La piraterie dans le milieu du livre est un secret de polichinelle. Des livres, romans en passant par les manuels scolaires, aucun document n’échappe à ce phénomène. Constatant avec désarroi la piraterie à ciel ouvert des documents scolaires, l’Association des éditeurs du Burkina Faso (ASSEDIF) a organisé une conférence de presse ce jeudi 14 novembre 2024 sur le thème suivant : « Livres, manuels scolaires et piraterie au Burkina Faso : pratiques, responsabilités, conséquences ». Au cours de cet échange avec les journalistes, invite a été faite à l’Etat, à jeter un regard sur ce secteur et à sévir face à ce phénomène de la piraterie.

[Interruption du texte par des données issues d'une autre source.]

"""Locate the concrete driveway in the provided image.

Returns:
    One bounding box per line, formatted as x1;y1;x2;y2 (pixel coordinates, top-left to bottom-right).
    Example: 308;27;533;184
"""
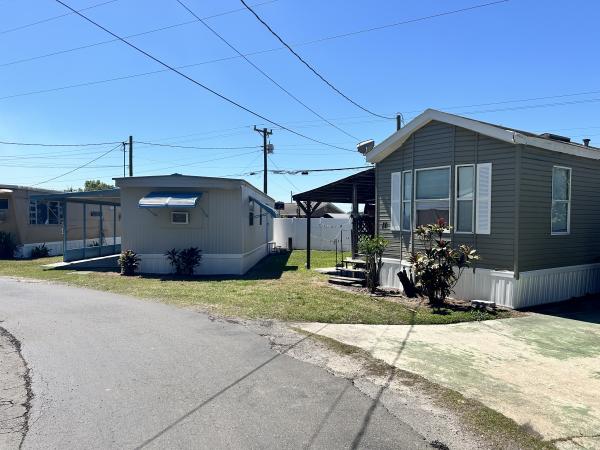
0;278;426;449
299;302;600;449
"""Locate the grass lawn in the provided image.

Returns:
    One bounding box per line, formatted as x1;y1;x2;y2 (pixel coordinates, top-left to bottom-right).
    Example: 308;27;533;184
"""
0;250;511;324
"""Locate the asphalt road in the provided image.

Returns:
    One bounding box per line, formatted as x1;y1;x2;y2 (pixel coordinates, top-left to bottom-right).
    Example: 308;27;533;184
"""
0;275;426;449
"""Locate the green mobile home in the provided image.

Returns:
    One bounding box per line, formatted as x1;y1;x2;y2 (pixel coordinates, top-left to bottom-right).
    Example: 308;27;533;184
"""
366;109;600;308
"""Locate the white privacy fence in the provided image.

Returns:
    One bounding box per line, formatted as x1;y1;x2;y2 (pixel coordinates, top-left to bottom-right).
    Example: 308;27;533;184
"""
273;218;352;251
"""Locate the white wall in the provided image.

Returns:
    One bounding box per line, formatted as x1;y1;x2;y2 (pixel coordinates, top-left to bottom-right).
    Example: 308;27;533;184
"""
273;218;352;252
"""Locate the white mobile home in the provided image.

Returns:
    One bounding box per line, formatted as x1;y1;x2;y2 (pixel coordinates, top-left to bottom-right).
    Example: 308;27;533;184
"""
115;174;276;275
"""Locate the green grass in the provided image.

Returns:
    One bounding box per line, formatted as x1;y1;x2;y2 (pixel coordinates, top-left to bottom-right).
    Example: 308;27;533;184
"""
294;328;556;450
0;250;510;324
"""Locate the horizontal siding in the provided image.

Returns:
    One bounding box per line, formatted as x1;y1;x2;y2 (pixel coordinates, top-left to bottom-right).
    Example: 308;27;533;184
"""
519;147;600;271
376;122;515;270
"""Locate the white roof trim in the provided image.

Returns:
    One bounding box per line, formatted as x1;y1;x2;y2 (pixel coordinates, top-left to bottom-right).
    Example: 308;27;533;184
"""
365;109;600;163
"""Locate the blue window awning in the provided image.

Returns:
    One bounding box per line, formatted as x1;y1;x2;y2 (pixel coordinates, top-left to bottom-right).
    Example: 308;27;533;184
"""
138;192;202;208
249;197;277;217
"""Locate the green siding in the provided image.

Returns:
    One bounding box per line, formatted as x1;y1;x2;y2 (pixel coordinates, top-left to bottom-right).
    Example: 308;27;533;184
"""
376;122;516;270
519;146;600;271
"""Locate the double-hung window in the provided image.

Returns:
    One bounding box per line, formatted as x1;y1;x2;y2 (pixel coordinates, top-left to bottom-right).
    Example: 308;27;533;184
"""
454;164;475;233
415;167;450;226
402;170;412;231
29;200;63;225
551;166;571;235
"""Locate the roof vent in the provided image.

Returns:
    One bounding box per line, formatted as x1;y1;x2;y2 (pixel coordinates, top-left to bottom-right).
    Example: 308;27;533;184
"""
539;133;571;142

Au Burkina Faso, l’édition des manuels scolaires relève du monopôle de l’Etat. C’est une politique voulue par les dirigeants du pays pour mettre les manuels scolaires à la disposition des apprenants. « C’est en vertu de l’arrêté n 0045/MENACAB/DPFC du 06 septembre 2021, l’Etat rend gratuit le manuel scolaire. Se basant sur ce texte, il est formellement interdit de vendre le manuel scolaire et les supports didactiques au sein des écoles et établissements scolaires au Burkina Faso. Cette disposition fait obligation à l’Etat de disponibiliser les manuels scolaires dans toutes les matières, pour toutes les classes et dans tous les ordres d’enseignement », a rappelé Jean Baptiste Sedogo, des éditions CEPRODIF.

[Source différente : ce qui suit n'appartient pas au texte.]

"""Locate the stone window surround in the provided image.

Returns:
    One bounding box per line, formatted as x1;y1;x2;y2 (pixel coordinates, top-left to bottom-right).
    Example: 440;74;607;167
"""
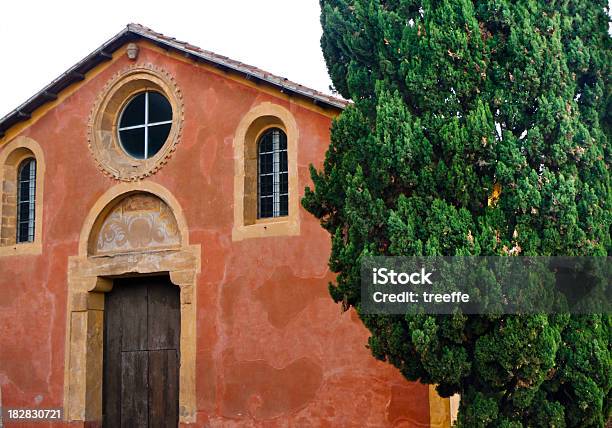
64;182;201;423
87;63;185;181
232;102;300;241
0;136;45;257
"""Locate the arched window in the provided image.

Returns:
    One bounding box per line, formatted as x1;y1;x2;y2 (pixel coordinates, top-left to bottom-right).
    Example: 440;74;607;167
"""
17;158;36;242
257;128;289;218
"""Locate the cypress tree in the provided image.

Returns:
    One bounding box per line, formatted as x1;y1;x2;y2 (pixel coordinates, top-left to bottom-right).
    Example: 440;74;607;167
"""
302;0;612;427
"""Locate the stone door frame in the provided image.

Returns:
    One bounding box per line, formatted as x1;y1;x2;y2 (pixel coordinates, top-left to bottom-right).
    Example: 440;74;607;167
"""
64;182;201;423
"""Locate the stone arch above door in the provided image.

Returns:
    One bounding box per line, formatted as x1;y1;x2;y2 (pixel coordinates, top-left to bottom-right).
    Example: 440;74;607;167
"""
88;192;181;255
64;182;201;424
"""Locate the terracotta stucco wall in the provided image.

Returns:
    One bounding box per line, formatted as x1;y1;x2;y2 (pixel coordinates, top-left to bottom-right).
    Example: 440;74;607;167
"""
0;45;429;427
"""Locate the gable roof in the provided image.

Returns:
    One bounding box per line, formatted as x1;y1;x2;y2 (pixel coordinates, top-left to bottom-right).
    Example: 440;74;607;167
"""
0;24;348;138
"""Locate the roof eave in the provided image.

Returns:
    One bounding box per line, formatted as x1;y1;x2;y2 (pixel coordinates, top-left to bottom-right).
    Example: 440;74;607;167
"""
0;24;345;138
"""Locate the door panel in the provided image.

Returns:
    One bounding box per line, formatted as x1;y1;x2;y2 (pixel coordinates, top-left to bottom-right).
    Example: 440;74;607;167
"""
103;277;180;427
149;350;178;427
121;351;149;428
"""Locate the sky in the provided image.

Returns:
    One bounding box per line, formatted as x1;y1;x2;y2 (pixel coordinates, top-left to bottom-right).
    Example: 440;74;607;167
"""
0;0;331;117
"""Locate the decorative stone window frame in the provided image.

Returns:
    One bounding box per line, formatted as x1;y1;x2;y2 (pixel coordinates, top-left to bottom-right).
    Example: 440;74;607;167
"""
0;136;45;257
64;182;201;424
232;102;300;241
87;64;185;181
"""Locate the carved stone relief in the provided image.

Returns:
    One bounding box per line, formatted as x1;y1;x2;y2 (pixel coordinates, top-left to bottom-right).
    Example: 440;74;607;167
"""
93;194;181;254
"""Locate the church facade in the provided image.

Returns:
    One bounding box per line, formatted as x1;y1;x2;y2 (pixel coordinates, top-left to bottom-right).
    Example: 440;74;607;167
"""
0;24;450;427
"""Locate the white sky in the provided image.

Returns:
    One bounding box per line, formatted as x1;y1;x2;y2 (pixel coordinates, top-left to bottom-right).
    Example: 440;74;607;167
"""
0;0;331;117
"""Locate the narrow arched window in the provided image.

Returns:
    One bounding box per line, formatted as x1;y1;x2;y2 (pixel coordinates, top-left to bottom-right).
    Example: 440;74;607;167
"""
257;128;289;218
17;158;36;242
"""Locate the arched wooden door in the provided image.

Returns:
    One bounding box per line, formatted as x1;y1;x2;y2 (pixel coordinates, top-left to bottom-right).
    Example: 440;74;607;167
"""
102;276;181;428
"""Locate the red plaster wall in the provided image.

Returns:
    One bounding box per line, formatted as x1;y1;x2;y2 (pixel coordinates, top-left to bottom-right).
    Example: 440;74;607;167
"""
0;47;429;427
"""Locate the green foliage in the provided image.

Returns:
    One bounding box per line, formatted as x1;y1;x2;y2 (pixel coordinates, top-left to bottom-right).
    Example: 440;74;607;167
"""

Cependant, jusque-là, l’Etat a opté pour le manuel scolaire unique. « Cela veut dire que par classe, pour chaque matière, il n’y a qu’un seul manuel... Jusqu’ à très récemment, les manuels scolaires étaient édités par des éditeurs étrangers et les financements étaient essentiellement octroyés par la Banque mondiale. De plus en plus, on peut noter quelques tentatives d’ouverture vers les éditeurs privés locaux. Mais cette ouverture n’est pas totalement franche et la vraie raison avancée est que les éditeurs locaux n’en sont pas capables », a-t-il relevé.

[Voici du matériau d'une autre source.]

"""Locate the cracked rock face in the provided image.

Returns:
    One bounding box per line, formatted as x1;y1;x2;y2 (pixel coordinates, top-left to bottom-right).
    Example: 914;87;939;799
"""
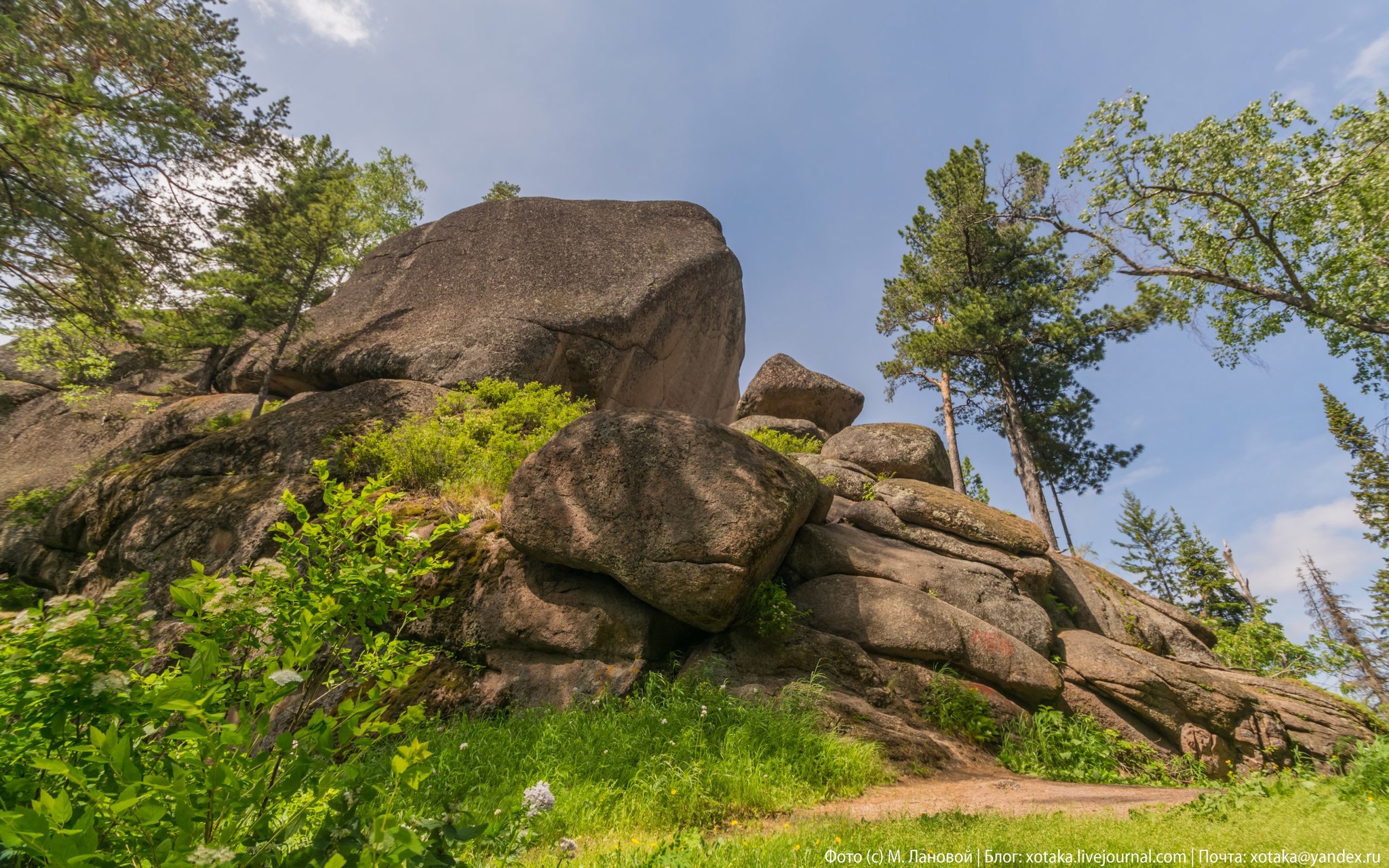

« On ne peut pas développer un pays et plus particulièrement l’industrie du livre avec du faux », Hermann Somé

En 2019, la direction des marchés publics (DMP) du ministère de l’Education nationale, de l’alphabétisation et de la promotion des langues nationales (MENAPLN) sélectionnant six maisons d’édition pour compétir en vue d’être attributaires de l’édition de quatre manuels scolaires, des guides et des cahiers d’activités du CP1 et du CP2. Les matières concernées étaient les mathématiques et le français. Pour l’exécution du marché, deux éditeurs privés locaux ont été retenus. Le travail a été fait et les livres ont été mis à la disposition des écoles en 2022/2023 pour le CP1 et en 2023/2024 pour le CP2.

Toutefois, les clauses du contrat faisaient obligation aux éditeurs de renoncer à tous les droits sur l’édition de l’ensemble de ces manuels. Et sur un besoin évalué à trois millions, seulement 600 000 manuels ont été édités. « Les éditeurs concernés ne pouvaient pas reproduire lesdits manuels à leur compte et les vendre. En son temps, nous avons attiré l’attention du ministère sur deux préoccupations majeures : le nombre des exemplaires produits étaient largement en deçà des besoins réels en manuels scolaires du pays ; l’insuffisance desdits manuels allait développer une piraterie que le ministère ne pourrait pas contrôler », se rappelle le directeur de la maison CEPRODIF.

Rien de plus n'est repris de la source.